The New Yorker’s Actress Profiles: Tilda Swinton, Angela Bassett, Katharine Hepburn, and More
Posted on May 29, 2015 at 8:00 am
The New Yorker has created a section with some of its best profiles of actresses, including Angela Bassett, Julia Roberts, Diane Keaton, Tilda Swinton, and Katharine Hepburn. They are a treat to read and will inspire you to check out or revisit some of their classic performances.
Anthony Lane on Julia Roberts in 2001: “The essence of Julia Roberts’s appeal is that she is more lovable than desirable, and that, even when love is off the menu, she cannot not be liked. There is no more flattering illusion in movies: here is a goddess, and she wants to be your friend.”
Claudia Roth Pierpont on Katharine Hepburn in 2003: “With her starved, whippetlike grace and overbearing intensity, Katharine Hepburn appeared slightly mad. But the same characteristics also made her seem a distinctly new type of woman, poised between the nervy and the nervously overwrought.”

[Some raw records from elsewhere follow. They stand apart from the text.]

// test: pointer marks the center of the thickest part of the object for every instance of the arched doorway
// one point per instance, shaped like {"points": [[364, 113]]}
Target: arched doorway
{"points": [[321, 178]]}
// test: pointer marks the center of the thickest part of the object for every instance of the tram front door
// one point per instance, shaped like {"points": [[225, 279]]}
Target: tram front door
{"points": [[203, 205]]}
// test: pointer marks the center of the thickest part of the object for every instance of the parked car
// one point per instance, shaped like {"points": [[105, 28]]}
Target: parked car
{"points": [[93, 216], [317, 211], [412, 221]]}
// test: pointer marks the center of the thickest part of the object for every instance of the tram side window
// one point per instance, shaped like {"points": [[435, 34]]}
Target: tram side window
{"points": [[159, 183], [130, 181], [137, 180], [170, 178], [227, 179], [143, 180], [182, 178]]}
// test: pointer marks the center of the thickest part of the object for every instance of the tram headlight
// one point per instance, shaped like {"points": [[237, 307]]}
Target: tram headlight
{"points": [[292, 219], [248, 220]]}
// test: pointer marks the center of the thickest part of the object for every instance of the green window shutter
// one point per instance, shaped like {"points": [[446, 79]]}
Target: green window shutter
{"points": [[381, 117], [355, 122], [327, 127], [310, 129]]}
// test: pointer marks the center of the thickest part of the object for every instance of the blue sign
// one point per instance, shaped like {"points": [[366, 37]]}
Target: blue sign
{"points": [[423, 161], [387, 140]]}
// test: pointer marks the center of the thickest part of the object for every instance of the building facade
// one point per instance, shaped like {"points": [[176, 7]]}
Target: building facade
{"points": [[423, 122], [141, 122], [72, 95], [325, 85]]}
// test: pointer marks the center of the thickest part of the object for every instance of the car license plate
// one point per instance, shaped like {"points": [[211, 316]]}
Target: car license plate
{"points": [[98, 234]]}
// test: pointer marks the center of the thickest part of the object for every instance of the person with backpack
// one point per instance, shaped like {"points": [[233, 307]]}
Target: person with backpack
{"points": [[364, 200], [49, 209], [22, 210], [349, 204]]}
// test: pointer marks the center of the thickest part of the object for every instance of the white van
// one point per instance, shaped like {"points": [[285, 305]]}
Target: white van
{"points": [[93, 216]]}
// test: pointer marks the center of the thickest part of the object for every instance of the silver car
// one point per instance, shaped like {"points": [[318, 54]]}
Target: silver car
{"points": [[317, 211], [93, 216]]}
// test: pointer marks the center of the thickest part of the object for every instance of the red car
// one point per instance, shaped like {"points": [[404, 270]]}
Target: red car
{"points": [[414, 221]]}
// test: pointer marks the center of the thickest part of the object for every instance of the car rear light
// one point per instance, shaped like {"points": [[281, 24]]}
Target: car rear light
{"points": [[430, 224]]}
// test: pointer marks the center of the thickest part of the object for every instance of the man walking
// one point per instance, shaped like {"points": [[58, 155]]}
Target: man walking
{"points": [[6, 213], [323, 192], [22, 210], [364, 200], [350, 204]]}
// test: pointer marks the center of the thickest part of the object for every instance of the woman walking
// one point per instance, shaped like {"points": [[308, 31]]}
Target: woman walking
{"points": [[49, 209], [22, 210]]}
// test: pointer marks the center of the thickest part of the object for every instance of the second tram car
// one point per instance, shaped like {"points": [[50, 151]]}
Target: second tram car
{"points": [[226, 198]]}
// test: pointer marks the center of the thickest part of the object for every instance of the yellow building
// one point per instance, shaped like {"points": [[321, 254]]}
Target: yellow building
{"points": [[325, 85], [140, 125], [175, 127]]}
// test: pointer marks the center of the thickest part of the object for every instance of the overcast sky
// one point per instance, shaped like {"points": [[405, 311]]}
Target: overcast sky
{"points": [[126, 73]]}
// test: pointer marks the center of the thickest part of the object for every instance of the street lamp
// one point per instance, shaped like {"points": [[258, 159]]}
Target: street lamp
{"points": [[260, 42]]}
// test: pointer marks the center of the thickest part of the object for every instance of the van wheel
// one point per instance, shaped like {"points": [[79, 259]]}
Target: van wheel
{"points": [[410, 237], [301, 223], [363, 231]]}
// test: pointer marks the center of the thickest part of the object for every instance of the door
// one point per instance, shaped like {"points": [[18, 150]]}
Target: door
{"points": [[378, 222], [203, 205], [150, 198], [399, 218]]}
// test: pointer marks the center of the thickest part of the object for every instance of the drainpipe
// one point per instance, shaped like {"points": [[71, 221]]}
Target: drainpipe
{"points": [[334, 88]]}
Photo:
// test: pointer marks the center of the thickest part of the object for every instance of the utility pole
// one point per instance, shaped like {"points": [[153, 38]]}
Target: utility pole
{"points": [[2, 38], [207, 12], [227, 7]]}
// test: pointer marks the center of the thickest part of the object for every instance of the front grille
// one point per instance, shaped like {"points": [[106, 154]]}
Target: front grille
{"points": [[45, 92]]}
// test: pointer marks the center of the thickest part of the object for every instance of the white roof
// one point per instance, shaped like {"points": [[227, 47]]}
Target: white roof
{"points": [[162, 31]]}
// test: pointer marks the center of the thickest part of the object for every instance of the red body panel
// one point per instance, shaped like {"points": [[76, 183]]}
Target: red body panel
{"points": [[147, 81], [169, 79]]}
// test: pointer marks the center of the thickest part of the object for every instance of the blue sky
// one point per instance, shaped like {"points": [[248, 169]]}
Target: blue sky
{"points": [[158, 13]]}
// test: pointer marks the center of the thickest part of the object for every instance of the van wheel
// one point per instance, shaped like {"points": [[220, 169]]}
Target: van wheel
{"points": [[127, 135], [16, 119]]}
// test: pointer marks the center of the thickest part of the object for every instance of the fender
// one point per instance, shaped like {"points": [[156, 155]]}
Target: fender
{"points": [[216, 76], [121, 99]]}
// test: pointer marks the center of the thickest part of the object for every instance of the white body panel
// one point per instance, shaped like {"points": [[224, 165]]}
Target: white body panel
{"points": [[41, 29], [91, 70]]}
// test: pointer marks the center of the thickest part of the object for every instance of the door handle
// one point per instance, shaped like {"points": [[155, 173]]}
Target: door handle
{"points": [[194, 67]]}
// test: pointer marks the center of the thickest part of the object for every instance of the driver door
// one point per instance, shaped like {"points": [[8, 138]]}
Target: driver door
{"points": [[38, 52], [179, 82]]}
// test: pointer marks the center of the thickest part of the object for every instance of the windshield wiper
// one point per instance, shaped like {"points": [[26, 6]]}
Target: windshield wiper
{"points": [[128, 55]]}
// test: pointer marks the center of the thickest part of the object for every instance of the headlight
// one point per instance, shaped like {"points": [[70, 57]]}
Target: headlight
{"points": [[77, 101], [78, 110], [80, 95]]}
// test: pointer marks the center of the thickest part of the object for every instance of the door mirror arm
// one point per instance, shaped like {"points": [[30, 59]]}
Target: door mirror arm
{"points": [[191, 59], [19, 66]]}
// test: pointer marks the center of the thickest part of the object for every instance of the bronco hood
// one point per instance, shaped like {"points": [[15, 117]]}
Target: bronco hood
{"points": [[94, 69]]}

Hilton Als on Angela Bassett in 1996: “While she has yet to account for a film’s financial success, her dignified, alert, and earnestly emotive screen presence does generate audience sympathy. And she appeals especially to that segment of the moviegoing public (black women, white housewives, lesbians, and married men) who are not just fetishizing her striking upper-body musculature but are responding to the subtext of her performances—a subtext that includes her struggle to reinvent Hollywood’s view of black women as something other than wisecracking or doleful martyrs, their hair stiff with brilliantine and the funk of subjugation.”